TAHOE: Text-to-SQL with Automated Hint Optimization from Experience
TAHOE: 基于经验的自动提示优化文本到SQL系统
Zhiyi Chen, Jie Song, Peng Li
AI总结 提出TAHOE系统,通过错误驱动的提示学习管道将调试痕迹转化为结构化提示库,结合策略层建模用户意图,在Spider 2.0-Snow上无需更新参数即可显著提升Text-to-SQL性能。
详情
大型语言模型(LLM)通过Text-to-SQL使数据库访问民主化,但从原型到生产部署仍然困难。实际部署必须处理严格的SQL方言、大规模模式和不断变化的用户偏好,而有监督微调成本高且僵化,代理测试时扩展昂贵。我们提出Tahoe,一个将提示优化视为动态数据管理问题的系统。Tahoe在开发和部署阶段使用错误驱动的提示学习管道,将调试痕迹整合到结构化的提示库中。编译器反馈被提炼为可重用的语法提示(针对方言特定规则),而执行和用户反馈被转换为语义提示(针对模式和用户特定逻辑)。Tahoe进一步引入策略层,将冲突的用户意图建模为共享自然语言触发下的竞争策略,并利用近期信号和学习后归因统计来总结经验成功、危害、惰性和支持。在推理时,Tahoe检索相关提示,并通过逻辑规划后接SQL合成引导LLM。我们实现并评估了开发阶段的工作流,将部署时的人类反馈更新留作未来工作。在Spider 2.0-Snow上,Tahoe在不更新模型参数的情况下显著改进了Text-to-SQL。在113个有监督的Spider 2.0-Snow-0212示例上使用GPT-5.5,Tahoe将通过率从61.95%提高到79.42%,pass-at-4从72.57%提高到87.61%,实现了100%的Snowflake语法通过率,并将每个采样候选的平均编译器反馈批评轮次从2.79降低到0.12。相同的提示库也迁移到较弱的骨干模型,包括在Doubao-2.0-lite上获得19.7个百分点的通过率提升。

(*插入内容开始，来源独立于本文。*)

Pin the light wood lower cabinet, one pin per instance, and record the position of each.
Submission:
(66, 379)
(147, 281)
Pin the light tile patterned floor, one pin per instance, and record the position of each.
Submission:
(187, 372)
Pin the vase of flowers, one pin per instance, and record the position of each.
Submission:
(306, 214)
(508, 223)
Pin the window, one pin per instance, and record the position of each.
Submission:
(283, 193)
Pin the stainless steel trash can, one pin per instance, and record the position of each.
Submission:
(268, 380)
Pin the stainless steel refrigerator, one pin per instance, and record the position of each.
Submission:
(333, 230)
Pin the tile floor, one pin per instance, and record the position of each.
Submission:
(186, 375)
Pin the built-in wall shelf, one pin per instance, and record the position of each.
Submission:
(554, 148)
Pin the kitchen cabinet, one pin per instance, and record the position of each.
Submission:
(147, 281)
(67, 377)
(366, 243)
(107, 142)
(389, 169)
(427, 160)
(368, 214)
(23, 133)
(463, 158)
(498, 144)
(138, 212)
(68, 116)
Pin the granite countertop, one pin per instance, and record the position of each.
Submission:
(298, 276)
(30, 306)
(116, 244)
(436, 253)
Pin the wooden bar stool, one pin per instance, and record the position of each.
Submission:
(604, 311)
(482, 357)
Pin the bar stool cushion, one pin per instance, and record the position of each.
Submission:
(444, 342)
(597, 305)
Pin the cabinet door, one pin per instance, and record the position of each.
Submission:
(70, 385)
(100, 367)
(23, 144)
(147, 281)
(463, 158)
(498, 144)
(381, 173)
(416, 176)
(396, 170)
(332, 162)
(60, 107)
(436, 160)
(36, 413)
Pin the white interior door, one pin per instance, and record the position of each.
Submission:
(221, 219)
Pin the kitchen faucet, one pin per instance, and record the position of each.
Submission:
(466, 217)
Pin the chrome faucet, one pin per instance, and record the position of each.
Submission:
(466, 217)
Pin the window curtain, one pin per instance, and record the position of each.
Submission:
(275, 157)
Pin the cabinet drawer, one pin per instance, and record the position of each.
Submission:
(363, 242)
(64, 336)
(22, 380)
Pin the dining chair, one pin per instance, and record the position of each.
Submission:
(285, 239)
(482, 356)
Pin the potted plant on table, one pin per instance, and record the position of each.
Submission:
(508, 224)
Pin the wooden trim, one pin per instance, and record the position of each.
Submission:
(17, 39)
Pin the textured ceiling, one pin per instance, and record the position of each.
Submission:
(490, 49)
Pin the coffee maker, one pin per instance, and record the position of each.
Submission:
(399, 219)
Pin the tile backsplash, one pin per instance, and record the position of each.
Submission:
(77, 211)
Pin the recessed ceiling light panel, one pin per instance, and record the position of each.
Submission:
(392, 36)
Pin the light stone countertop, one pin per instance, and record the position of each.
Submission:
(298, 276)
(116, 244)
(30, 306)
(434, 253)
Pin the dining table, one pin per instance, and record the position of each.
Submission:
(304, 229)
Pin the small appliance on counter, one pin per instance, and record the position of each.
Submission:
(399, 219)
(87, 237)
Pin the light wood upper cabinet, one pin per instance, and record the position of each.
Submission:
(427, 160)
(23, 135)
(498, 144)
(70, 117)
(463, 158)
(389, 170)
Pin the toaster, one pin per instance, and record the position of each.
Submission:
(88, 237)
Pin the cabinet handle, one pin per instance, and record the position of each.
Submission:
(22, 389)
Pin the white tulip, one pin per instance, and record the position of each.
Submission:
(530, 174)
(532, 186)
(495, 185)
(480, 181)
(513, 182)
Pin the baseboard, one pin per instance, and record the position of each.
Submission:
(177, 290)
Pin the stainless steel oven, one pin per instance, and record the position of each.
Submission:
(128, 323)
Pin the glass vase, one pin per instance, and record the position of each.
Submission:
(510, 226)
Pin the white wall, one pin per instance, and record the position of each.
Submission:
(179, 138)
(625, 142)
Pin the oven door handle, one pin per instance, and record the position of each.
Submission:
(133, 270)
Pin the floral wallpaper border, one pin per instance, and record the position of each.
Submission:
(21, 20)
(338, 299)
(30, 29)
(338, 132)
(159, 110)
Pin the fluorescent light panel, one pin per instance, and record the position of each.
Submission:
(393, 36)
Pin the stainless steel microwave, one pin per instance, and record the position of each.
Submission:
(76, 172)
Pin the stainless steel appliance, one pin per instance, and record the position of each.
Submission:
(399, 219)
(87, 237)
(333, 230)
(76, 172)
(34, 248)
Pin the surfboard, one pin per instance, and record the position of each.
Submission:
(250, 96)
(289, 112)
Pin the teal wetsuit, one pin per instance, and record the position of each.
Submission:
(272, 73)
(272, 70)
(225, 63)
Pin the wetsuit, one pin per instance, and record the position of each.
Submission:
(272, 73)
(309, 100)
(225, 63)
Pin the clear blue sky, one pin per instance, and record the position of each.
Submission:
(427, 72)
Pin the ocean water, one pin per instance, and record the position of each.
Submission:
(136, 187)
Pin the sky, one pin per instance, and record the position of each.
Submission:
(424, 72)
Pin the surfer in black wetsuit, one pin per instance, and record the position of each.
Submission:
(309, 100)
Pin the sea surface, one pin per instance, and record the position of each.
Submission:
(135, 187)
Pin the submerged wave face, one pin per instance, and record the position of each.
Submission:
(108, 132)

Large Language Models (LLMs) have democratized database access through Text-to-SQL, but moving from prototypes to production remains difficult. Real deployments must handle strict SQL dialects, massive schemas, and evolving user preferences, while supervised fine-tuning is costly and rigid and agentic test-time scaling is expensive. We present Tahoe, a system that treats prompt optimization as a dynamic data management problem. Tahoe uses an error-driven hint learning pipeline across Development and Deployment to consolidate debugging traces into a structured Hint Bank. Compiler feedback is distilled into reusable Syntax Hints for dialect-specific rules, while execution and user feedback are converted into Semantic Hints for schema- and user-specific logic. Tahoe further introduces a Strategy Layer that models conflicting user intents as competing strategies under shared natural-language triggers, with recency signals and post-learning attribution statistics that summarize empirical success, harm, inertness, and support. At inference time, Tahoe retrieves relevant hints and guides the LLM through Logic Planning followed by SQL Synthesis. We implement and evaluate the development-phase workflow, leaving deployment-time human-feedback updates for future work. On Spider 2.0-Snow, Tahoe substantially improves Text-to-SQL without updating model parameters. On 113 supervised Spider 2.0-Snow-0212 examples using GPT-5.5, Tahoe raises pass rate from 61.95 percent to 79.42 percent and pass-at-4 from 72.57 percent to 87.61 percent, achieves 100 percent Snowflake syntax pass rate, and reduces average compiler-feedback critic rounds from 2.79 to 0.12 per sampled candidate. The same Hint Bank also transfers to weaker backbones, including a 19.7 percentage-point pass-rate gain on Doubao-2.0-lite.